In the end, does it make any difference to Iowa employers that juries in another jurisdiction awarded significant damages in seemingly routine discrimination cases?     Or, is this a sign that the employment litigation landscape is becoming (or has already become) more employee friendly?  For many years defendants had most of the advantages in employment litigation.  It used to be that most of the cases were in federal court and summary judgment was routinely granted for defendants.  Even when cases were tried, jurors were often skeptical of discrimination claims and non-economic damage awards were low.

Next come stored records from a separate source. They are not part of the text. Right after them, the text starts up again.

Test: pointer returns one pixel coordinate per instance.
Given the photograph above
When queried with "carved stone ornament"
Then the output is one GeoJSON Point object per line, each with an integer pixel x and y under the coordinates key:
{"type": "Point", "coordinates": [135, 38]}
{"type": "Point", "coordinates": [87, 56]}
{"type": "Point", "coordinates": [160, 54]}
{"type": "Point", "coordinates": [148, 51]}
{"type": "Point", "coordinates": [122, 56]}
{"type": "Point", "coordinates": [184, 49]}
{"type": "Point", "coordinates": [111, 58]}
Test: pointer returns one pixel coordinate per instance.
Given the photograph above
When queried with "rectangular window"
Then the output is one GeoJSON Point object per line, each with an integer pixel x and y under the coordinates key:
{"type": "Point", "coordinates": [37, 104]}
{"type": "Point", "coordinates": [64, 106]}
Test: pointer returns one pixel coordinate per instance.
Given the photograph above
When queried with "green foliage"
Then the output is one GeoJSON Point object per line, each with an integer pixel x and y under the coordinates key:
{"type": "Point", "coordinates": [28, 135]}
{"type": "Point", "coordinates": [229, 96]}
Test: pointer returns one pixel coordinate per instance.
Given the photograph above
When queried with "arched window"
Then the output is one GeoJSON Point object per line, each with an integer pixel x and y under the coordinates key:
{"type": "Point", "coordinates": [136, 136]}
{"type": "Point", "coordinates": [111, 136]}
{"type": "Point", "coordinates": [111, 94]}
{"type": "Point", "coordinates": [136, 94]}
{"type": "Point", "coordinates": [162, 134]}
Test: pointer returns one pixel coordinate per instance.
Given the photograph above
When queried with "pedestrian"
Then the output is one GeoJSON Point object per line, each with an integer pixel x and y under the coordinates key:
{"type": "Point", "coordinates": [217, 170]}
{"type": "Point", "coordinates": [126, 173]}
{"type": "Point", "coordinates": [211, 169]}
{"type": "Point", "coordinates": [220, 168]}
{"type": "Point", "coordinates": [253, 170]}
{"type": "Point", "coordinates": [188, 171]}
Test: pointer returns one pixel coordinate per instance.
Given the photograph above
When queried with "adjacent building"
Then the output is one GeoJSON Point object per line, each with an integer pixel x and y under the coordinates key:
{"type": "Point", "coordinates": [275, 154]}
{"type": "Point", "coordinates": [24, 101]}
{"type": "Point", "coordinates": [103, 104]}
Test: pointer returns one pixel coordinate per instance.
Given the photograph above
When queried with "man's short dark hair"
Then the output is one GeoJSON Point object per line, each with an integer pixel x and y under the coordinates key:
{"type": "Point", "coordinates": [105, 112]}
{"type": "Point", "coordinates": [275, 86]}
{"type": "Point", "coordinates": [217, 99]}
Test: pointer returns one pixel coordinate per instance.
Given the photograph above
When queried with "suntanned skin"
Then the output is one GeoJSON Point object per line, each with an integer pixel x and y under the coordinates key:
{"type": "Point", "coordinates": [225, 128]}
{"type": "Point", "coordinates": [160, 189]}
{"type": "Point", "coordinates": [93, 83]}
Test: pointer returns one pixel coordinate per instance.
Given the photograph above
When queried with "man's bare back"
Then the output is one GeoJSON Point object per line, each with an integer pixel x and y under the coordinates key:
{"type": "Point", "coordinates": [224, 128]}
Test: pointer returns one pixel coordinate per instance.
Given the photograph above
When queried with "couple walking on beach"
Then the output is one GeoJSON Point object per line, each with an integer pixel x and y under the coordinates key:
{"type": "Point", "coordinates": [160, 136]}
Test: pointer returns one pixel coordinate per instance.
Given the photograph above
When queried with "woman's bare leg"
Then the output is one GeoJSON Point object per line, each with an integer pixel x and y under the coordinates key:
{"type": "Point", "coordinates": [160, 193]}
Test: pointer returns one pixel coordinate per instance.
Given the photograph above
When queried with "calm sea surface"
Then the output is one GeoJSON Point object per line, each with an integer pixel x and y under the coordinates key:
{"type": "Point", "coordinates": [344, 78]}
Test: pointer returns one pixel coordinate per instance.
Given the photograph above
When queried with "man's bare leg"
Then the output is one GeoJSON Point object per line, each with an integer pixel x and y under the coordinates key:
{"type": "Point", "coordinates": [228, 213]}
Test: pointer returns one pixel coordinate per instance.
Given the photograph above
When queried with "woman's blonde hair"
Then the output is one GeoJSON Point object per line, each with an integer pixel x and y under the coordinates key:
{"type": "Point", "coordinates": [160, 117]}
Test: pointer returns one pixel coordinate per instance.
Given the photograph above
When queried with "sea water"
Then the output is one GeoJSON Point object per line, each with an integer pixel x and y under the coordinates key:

Now, at least in Iowa, most employment cases are filed in state court and it is rare to win on summary judgment.  When conducting voir dire of potential jurors, it is obvious citizens are more aware than they used to be of the anti-discrimination laws, and that employees have legal rights.  Jurors, almost all of whom are also employees, are more willing to impose consequences on an employer who treats an employee unjustly.   Another factor that may play a role in the amount of awards is that Americans are more sensitive to claims of emotional harm than in the past, and more willing to place economic value on mental and emotional distress.

I think these Missouri verdicts are evidence that employment lawsuits are more plaintiff friendly than ever before.  It is a trend that is likely to continue, despite the fact that federal enforcement agencies such as EEOC will be less aggressive under a Republican administration.  So long as these cases are tried to juries, we can expect more plaintiff verdicts, and probably bigger verdicts.

In light of this trend, it’s more important than ever to try and prevent lawsuits in the first place, and if they occur to be in a defensible position.  The most obvious response is to have the right policies and procedures in place, and to make your best efforts to follow them closely.  An HR Audit is a good way to see where your company stacks up in this area.  Ensuring you have appropriate Employer Practices Liability Insurance (EPLI) is critical, especially if an employment lawsuit would cripple your business.  Finally, companies should consider whether arbitration of employment disputes would be more beneficial that litigation.  There are restrictions on the ability of employers to impose arbitration on their employees, so legal counsel should be consulted before going down that road.